18-letni Oskar z Piły cierpi na nerwobóle. Potrzebna jest pomoc

22.02.2021   Autor: Redakcja
1539---830
18-letni Oskar z Piły cierpi na chorobę Recklinghausena. Są to nerwiakowłókniaki, które w ulokowały się min. na nerwie kulszowym, na i wokół kręgosłupa, a także w głowie. Te, które można było usunąć, zostały usunięte, jednak część jest nieoperacyjna. Sprawiają one Oskarowi ogromny ból. 

Marzeniem Oskara jest zostać ratownikiem medycznym. W tej chwili jest w klasie maturalnej liceum, profil ratownik medyczny. Oskar uczy się bardzo dobrze i o ile stan zdrowia na to pozwoli, chciałby kontynuować naukę w tym kierunku.

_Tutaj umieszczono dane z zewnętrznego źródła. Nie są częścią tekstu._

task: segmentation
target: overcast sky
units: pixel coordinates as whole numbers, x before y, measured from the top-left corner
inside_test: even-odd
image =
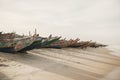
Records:
[[[0,31],[120,41],[120,0],[0,0]]]

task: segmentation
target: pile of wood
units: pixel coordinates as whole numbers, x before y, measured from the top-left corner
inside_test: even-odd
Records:
[[[80,41],[80,39],[77,38],[77,39],[70,39],[70,40],[61,39],[61,40],[58,40],[58,41],[50,44],[48,47],[49,48],[66,48],[66,47],[71,47],[71,48],[93,47],[93,48],[97,48],[97,47],[106,47],[106,46],[107,45],[92,42],[91,40],[90,41]]]

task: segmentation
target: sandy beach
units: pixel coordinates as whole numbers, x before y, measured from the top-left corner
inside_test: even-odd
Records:
[[[0,52],[0,80],[120,80],[120,57],[111,52],[107,48]]]

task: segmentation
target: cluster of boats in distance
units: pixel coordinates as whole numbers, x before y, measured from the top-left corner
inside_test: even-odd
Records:
[[[61,39],[61,36],[52,37],[41,37],[39,34],[35,33],[34,35],[18,35],[14,32],[11,33],[3,33],[0,32],[0,52],[26,52],[32,49],[39,48],[87,48],[87,47],[106,47],[107,45],[103,45],[100,43],[90,41],[80,41],[77,39]]]

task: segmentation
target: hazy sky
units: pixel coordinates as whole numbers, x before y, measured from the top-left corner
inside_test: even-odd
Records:
[[[0,31],[120,42],[120,0],[0,0]]]

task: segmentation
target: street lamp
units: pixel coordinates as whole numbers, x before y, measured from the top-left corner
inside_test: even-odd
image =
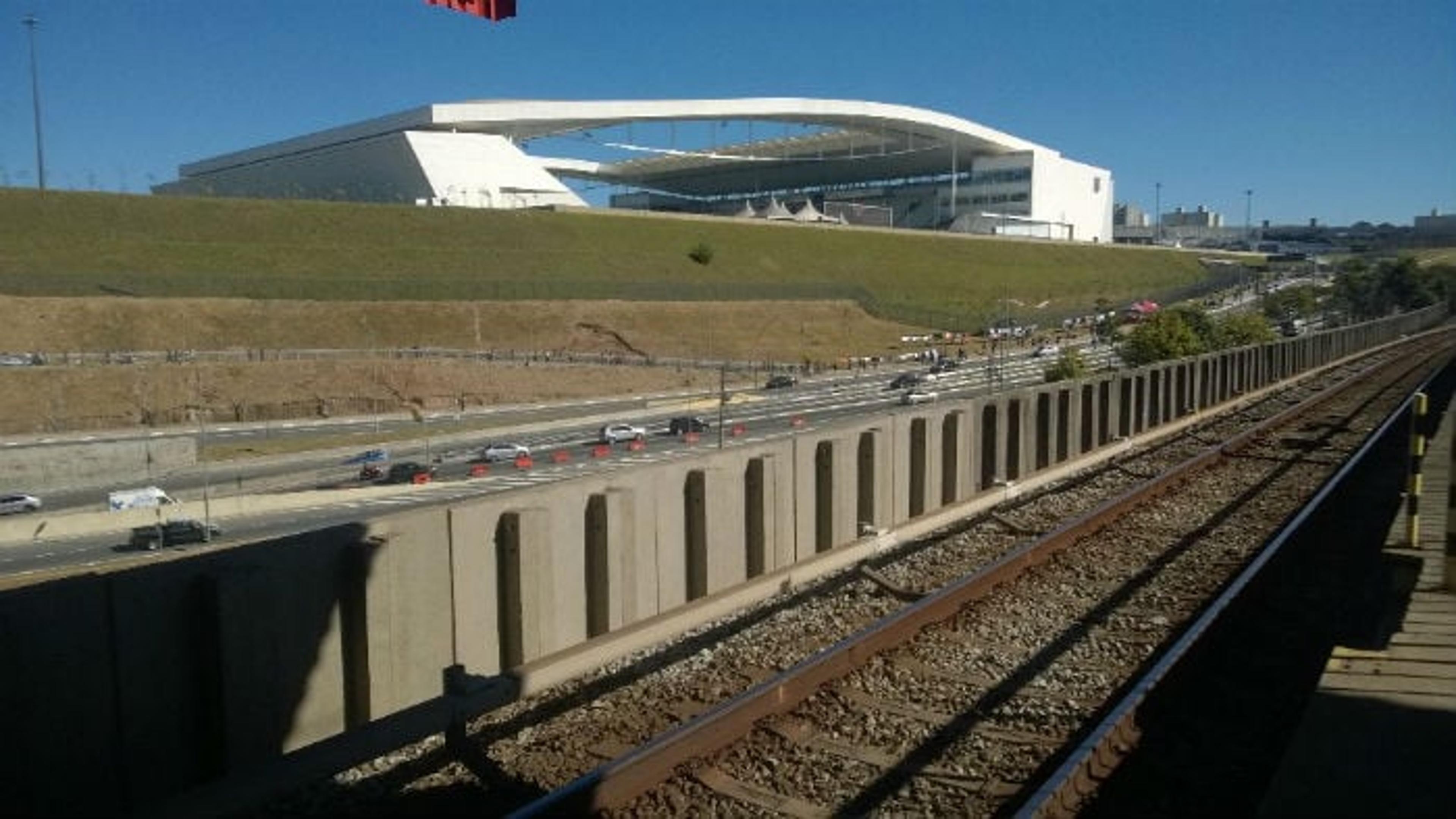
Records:
[[[1249,188],[1248,191],[1243,192],[1243,241],[1249,246],[1249,250],[1254,250],[1252,217],[1254,217],[1254,189]]]
[[[1153,244],[1163,240],[1163,183],[1153,182],[1153,215],[1158,220],[1158,231],[1153,234]]]
[[[41,191],[45,191],[45,150],[41,147],[41,80],[35,70],[35,26],[41,25],[35,15],[26,15],[20,25],[29,29],[31,38],[31,102],[35,108],[35,179]]]

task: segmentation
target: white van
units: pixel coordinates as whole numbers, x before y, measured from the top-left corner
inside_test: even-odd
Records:
[[[118,489],[106,496],[106,508],[112,512],[122,509],[151,509],[176,503],[170,495],[157,486],[143,486],[141,489]]]

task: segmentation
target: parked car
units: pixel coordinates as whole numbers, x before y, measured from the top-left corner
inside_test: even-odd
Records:
[[[41,499],[23,492],[0,495],[0,515],[16,515],[19,512],[35,512],[41,508]]]
[[[160,486],[143,486],[138,489],[118,489],[106,495],[106,508],[112,512],[122,509],[154,509],[176,503]]]
[[[681,435],[684,432],[708,432],[711,425],[696,416],[674,418],[667,423],[668,435]]]
[[[901,372],[895,375],[895,380],[890,383],[891,390],[904,390],[906,387],[914,387],[920,381],[925,381],[919,372]]]
[[[434,467],[427,467],[415,461],[400,461],[384,473],[384,483],[414,483],[416,476],[435,474]]]
[[[597,439],[603,444],[616,444],[617,441],[645,441],[646,429],[630,423],[609,423],[601,428],[601,432],[597,434]]]
[[[480,457],[488,464],[514,461],[515,458],[530,458],[531,448],[524,444],[488,444],[480,450]]]
[[[181,518],[165,524],[150,524],[131,530],[131,547],[154,551],[186,543],[207,543],[223,534],[223,530],[205,525],[202,521]]]
[[[799,380],[794,375],[772,375],[769,383],[763,385],[764,390],[783,390],[798,384]]]

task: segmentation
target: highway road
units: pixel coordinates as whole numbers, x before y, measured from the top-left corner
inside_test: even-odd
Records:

- Niestety, każdego dnia towarzyszy mu nieznośny ból. Chłopiec jest na coraz silniejszych środkach przeciwbólowych. Wszystko zaczęło się w 2011 roku. Po trzech latach badań, w 2014 roku, lekarze zdiagnozowali u Oskara chorobę Recklinghausena. Teraz pojawiła się iskierka nadziei, bo lekarz z Bydgoszczy zakwalifikował Oskara do wszczepienia stymulatora bólu, co być może chociaż częściowo przywróci chłopcu komfort życia - napisała na portalu zrzutka.pl Anna Kadzikiewicz. 

Przed rokiem zdiagnozowano u Oskara nowotwór złośliwy kości i chrząstki stawowej kończyn. Jest już po operacji, ale musi być pod stałą kontrolą lekarską.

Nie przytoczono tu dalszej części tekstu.